Anyone who continues to support Republicans should no longer be able to lie about what their party really is.
He was more “likeable” when he was in The Apprentice—and even then he was still an asshole. Childish, narcissistic, bigoted, and utterly unqualified for any sort of public office. I was shocked when he actually won over a much more qualified Clinton, and I never overcame that shock. The “grabbing them by their pussies” should have been enough. Not sure what that says about millions of Americans who supported—and continue to support him. He is a pig.
Except Clinton was the one person who could possibly lose to Trump. (I don’t like her, but I voted for her over Trump.)
I doubt it. I wasn’t thrilled about Clinton’s nomination, but I am very skeptical of unfalsifiable assertions that if the Democrats had just nominated the “right” or even just “better” candidate, Trump couldn’t possibly have won.
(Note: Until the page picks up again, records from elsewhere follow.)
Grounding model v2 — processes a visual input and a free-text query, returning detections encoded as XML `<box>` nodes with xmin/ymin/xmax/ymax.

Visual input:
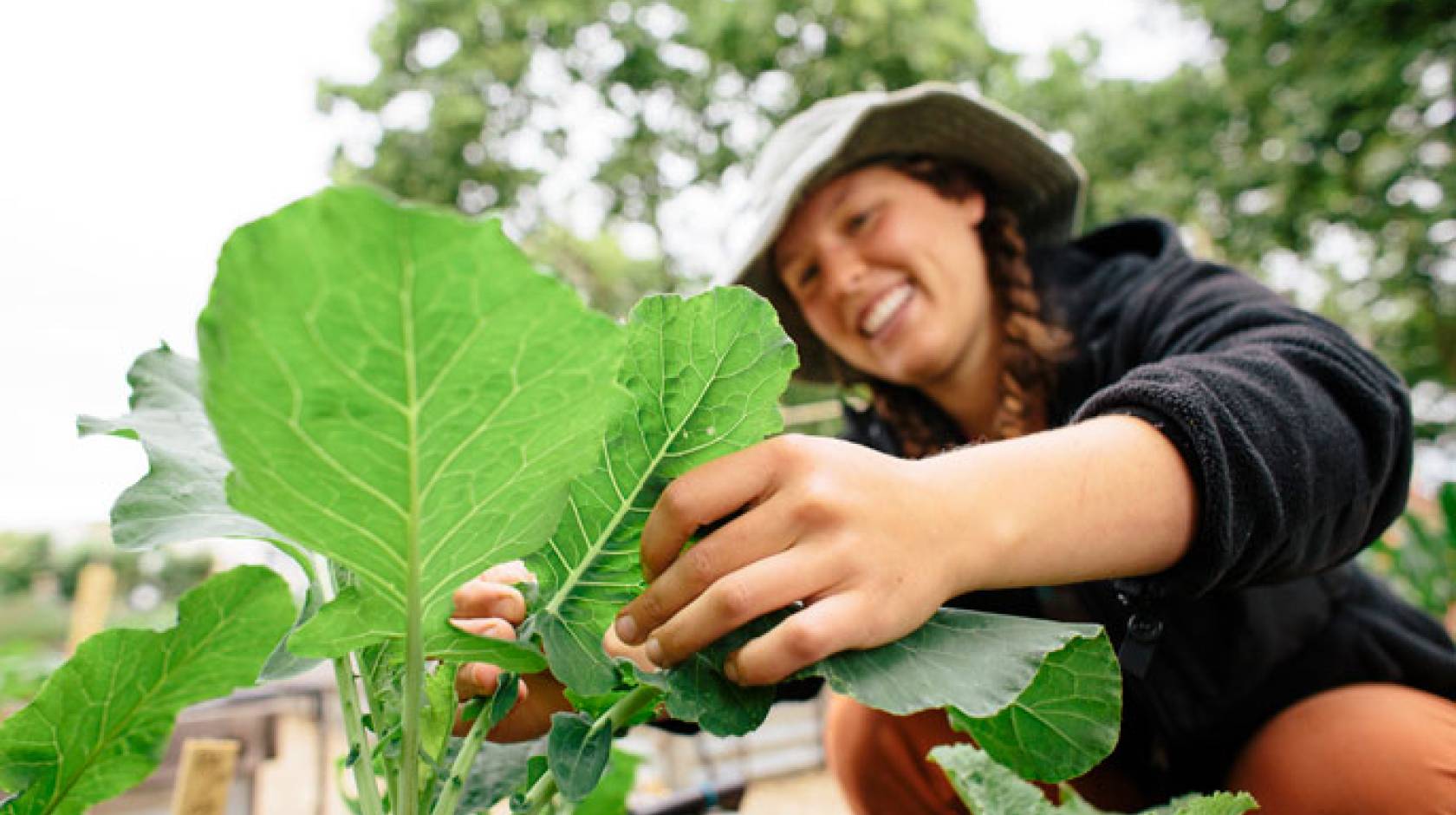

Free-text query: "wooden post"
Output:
<box><xmin>253</xmin><ymin>714</ymin><xmax>326</xmax><ymax>815</ymax></box>
<box><xmin>172</xmin><ymin>740</ymin><xmax>239</xmax><ymax>815</ymax></box>
<box><xmin>66</xmin><ymin>564</ymin><xmax>116</xmax><ymax>654</ymax></box>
I think we all underestimated the level of festering resentment that having to endure eight years of the Obama presidency engendered in the racist right, and the anxiety and anomie it created even among many conservatives who would never consciously endorse racist positions. That backlash would still have been there, Hillary or no Hillary, and we’ll never be in a position to know exactly what form it would have taken if Hillary hadn’t been nominated.
Clinton had her own haters, possibly as a result of taking Bill back after his philandering ways (and I’m sure it wasn’t the first time). But at least she was qualified. Bill had charisma as well as intelligence. Trump had no qualifications other than charisma, and that was pretty much limited in appeal to bigots across America.